Title IV‑B provides flexible funding for states and tribes to prevent children from entering foster care, support caregivers and strengthen family connections. Lawmakers incorporated feedback from over 200 child welfare organizations and leaders, reauthorizing the law through 2029 with key updates.
What’s New to Title IV‑B?
Youth Voices
Young people in foster care will now have a recognized role in shaping child welfare policies.
Expanded Services
Young adults up to age 26 are now eligible for Title IV‑B services like mental health support.
Basic Needs
Agencies can provide short-term financial support for families to prevent unnecessary child removal due to poverty.
Neglect, often rooted in financial hardship, accounted for 64% of foster care entries in 2023. Providing basic needs support has been shown to reduce child welfare interventions.
Additional changes in Title IV‑B include:
- enable states and tribes to offer more family support services to try to keep children out of the foster care system, such as addressing substance use and forming family resource centers, peer support and peer mentorship programs;
- develop and evaluate programs that help facilitate and sustain meaningful relationships between children in foster care and their parents who are incarcerated;
- help states address caseworker staffing issues, with funds to recruit, reduce caseloads and provide training and services that increase caseworker retention;
- support research to develop and test innovative family well-being services and interventions that could eventually become eligible for federal reimbursement; and
- establish a requirement for independent legal representation for children and parents when a family must resolve a child welfare allegation.
Strengthening Kinship Care
Title IV‑B bolsters kinship care programs and services that place children with extended family, promoting strong relationships, stability and healthy outcomes.
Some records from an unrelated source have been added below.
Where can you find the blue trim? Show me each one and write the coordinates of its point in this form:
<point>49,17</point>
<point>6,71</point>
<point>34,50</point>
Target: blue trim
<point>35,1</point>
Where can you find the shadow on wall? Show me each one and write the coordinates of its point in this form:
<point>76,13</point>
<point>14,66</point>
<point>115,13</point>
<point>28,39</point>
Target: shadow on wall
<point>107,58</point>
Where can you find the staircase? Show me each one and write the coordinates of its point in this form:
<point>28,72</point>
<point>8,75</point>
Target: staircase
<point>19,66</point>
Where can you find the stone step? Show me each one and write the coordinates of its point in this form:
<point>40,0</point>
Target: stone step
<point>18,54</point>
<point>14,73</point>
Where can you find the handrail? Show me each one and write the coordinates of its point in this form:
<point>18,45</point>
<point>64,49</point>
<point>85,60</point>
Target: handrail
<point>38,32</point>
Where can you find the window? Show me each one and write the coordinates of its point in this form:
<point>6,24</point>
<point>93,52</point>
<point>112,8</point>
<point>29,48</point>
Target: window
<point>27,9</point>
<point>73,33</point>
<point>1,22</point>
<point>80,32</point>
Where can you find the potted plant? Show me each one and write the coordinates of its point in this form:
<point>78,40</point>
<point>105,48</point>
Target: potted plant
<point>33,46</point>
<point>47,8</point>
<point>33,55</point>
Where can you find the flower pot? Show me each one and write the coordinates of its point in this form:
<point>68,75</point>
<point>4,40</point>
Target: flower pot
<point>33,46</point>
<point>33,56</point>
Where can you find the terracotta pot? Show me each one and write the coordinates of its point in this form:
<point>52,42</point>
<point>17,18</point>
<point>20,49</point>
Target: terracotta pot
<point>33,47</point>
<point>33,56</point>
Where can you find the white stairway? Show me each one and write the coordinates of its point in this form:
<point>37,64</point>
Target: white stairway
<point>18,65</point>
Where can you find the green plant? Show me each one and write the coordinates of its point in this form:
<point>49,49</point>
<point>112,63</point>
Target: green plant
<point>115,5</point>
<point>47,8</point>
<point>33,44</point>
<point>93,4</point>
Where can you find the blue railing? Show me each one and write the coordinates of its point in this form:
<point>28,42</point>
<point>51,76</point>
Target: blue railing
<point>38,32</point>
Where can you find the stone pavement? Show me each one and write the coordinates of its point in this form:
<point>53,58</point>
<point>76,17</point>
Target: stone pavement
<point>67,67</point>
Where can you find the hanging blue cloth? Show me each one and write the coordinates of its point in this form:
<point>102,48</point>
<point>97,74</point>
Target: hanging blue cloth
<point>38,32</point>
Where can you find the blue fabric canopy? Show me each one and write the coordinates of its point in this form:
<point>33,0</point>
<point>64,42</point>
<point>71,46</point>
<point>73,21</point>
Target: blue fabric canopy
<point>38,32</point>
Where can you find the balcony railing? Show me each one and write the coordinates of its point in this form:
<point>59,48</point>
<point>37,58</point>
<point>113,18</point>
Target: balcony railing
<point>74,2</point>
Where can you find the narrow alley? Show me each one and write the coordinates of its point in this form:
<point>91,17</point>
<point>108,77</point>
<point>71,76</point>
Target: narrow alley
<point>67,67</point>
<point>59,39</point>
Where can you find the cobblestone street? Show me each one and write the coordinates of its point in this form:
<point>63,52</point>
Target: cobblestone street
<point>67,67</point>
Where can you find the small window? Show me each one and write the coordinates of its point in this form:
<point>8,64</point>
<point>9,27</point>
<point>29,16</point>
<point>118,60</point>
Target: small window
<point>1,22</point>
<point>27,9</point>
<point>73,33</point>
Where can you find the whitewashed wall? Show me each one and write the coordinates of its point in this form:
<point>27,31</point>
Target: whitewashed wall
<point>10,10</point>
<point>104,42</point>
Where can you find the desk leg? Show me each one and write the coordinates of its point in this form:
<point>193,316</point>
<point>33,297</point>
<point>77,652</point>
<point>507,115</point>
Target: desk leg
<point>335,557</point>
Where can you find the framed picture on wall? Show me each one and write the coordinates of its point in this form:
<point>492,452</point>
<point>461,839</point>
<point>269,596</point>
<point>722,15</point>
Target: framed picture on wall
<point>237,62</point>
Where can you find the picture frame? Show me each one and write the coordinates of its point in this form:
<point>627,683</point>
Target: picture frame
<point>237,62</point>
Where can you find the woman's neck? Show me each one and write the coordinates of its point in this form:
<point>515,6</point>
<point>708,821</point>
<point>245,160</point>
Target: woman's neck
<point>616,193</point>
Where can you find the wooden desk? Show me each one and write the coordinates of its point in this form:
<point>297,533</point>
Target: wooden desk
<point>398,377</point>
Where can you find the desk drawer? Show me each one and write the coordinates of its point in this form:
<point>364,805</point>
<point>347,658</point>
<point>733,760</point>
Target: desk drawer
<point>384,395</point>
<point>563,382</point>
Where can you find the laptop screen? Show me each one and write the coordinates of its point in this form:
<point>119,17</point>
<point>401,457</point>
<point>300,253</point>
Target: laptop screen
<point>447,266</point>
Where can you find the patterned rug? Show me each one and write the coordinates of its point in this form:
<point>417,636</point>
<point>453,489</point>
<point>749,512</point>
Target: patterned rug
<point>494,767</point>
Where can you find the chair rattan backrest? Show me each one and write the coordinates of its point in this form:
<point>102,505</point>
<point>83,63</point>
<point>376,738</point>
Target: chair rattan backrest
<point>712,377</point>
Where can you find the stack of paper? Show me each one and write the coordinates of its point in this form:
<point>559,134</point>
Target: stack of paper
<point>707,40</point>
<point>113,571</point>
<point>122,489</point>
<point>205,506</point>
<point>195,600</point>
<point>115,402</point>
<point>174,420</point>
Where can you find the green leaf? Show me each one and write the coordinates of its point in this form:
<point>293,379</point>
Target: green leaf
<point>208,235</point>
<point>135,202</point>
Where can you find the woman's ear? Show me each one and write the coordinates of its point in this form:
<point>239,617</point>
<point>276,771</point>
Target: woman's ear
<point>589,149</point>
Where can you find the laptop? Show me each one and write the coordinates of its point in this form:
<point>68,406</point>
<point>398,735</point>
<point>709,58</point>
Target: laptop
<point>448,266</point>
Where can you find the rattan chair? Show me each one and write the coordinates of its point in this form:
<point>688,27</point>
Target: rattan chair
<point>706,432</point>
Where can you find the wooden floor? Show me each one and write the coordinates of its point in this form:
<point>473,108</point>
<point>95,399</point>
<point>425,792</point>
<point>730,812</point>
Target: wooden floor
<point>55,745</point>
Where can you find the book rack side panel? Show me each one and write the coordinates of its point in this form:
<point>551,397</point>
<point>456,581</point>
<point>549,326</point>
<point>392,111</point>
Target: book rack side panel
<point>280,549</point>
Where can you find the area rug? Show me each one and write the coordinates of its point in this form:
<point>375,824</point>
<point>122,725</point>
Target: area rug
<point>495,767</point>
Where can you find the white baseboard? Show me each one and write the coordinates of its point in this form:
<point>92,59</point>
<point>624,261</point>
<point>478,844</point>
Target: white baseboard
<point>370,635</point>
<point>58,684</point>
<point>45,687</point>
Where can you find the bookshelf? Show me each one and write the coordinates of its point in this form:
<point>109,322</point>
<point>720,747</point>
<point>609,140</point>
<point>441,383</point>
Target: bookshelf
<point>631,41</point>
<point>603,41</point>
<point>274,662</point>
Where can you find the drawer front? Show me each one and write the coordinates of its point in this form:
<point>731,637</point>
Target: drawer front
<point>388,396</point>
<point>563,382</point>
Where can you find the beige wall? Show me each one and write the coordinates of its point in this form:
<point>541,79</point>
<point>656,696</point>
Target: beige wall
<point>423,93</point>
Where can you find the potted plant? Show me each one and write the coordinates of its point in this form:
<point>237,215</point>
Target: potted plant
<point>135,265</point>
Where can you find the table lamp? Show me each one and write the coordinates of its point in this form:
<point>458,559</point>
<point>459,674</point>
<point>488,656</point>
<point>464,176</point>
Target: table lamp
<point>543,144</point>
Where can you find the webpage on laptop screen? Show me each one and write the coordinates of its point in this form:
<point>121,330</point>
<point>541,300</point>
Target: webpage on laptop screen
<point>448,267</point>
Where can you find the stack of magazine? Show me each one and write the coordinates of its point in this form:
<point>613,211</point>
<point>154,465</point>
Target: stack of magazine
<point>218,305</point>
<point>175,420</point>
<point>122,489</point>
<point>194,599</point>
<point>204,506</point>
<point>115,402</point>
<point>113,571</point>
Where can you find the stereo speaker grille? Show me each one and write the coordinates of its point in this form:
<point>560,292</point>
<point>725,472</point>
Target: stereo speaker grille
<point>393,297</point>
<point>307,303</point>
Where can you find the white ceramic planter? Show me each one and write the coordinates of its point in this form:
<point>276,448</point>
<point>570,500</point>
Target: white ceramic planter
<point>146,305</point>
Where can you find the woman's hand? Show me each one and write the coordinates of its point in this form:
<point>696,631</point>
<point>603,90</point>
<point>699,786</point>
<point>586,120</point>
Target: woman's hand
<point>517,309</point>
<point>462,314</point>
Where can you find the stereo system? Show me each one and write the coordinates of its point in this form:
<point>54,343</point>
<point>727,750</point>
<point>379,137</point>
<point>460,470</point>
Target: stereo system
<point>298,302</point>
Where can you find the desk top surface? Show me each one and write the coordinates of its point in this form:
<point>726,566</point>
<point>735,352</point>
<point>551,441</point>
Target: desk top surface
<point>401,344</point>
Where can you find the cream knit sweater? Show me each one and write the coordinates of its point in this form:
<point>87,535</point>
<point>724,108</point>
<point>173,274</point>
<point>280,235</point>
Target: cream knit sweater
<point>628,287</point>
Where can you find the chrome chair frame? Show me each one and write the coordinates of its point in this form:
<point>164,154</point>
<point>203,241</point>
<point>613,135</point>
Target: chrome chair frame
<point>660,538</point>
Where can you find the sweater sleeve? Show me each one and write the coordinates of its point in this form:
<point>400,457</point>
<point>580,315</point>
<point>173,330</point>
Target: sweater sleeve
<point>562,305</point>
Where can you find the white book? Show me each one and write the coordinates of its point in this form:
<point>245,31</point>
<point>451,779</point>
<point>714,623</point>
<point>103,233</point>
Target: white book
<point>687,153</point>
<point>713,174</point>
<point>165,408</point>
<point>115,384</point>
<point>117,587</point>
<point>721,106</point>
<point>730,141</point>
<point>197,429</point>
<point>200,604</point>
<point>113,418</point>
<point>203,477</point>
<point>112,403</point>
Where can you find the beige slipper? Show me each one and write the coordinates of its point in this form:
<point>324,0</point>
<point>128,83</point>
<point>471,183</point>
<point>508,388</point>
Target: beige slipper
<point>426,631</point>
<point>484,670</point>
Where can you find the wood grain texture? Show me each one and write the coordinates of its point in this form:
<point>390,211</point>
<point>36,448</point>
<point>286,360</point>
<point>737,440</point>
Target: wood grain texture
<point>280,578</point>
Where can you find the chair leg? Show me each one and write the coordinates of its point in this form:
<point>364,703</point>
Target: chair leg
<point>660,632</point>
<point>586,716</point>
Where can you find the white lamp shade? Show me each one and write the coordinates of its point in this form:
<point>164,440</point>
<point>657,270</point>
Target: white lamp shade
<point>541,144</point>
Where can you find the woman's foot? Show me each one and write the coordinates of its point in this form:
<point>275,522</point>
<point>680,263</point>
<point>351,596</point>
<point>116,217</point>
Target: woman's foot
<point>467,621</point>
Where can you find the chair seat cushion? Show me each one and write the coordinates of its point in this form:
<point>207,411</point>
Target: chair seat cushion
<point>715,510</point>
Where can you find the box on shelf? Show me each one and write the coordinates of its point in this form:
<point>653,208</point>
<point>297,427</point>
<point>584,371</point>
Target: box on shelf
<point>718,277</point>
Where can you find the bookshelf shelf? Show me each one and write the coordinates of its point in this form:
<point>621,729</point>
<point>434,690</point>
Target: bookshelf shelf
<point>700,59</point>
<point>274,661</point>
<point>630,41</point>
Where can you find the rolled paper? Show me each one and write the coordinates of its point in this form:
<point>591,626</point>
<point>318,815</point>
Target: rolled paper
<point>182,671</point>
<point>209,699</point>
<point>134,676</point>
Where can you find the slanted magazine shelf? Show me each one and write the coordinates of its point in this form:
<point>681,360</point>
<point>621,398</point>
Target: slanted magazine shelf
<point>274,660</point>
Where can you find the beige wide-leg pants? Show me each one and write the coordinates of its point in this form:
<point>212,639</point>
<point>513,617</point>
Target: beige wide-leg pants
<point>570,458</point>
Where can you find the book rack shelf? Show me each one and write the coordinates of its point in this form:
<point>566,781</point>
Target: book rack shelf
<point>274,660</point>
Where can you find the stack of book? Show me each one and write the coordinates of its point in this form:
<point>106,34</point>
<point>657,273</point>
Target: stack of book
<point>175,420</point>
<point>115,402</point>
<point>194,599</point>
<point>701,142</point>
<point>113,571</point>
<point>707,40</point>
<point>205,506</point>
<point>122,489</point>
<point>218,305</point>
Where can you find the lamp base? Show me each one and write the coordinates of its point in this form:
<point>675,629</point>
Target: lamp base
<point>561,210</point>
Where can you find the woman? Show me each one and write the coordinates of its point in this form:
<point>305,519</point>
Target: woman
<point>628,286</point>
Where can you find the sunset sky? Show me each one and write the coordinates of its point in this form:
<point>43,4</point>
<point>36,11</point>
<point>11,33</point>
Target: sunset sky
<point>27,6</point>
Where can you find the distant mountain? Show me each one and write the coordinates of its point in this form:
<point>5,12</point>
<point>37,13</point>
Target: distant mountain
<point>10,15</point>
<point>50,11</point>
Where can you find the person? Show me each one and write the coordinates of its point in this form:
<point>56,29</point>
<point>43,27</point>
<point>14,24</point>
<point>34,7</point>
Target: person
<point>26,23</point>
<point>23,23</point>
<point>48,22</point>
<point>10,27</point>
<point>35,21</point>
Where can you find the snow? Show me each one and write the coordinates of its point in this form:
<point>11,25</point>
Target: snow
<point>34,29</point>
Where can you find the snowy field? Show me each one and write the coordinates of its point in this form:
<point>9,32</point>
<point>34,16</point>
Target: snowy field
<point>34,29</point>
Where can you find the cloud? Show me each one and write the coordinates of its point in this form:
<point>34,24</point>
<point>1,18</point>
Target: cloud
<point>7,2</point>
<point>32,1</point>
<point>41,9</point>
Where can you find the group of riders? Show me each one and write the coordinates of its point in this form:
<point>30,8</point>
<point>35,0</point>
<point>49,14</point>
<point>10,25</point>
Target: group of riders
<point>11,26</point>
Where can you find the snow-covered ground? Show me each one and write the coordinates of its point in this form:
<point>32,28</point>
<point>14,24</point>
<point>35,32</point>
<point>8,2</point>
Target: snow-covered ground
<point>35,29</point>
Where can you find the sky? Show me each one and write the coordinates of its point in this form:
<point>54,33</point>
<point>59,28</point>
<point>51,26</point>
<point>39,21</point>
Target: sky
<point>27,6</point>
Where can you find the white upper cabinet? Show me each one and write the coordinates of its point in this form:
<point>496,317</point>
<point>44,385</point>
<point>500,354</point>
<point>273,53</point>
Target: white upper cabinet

The updated law also:
- clarifies that kinship caregivers are eligible for Title IV‑B support; and
- allocates new funding for kinship navigation programs, which connect caregivers to critical resources and services.
As of 2022, at least 40 states had kinship navigator programs, but only 28 offered them statewide, per the Annie E. Casey Foundation’s Family Ties report.
A Milestone for Child Welfare
For the first time, Title IV‑B mandates that states and tribes consult with those most affected by child welfare policies — youth, parents, foster families and kinship caregivers. Public accountability measures now require states to publish their plans and report on how they incorporate these perspectives, equipping those affected by child welfare to help shape policies and practices.
“For many years, research and data have led the Foundation to recommend key policies and practices reflected in the reauthorization of Title IV‑B, including expanding the definition of youth to age 26, focusing on prevention and the importance of showcasing the needs of people with experience in child welfare,” said Sandra Gasca, vice president for Casey’s Center for Systems Innovation. “We remain committed to supporting efforts that ensure these resources are used to help children, young adults and families thrive.”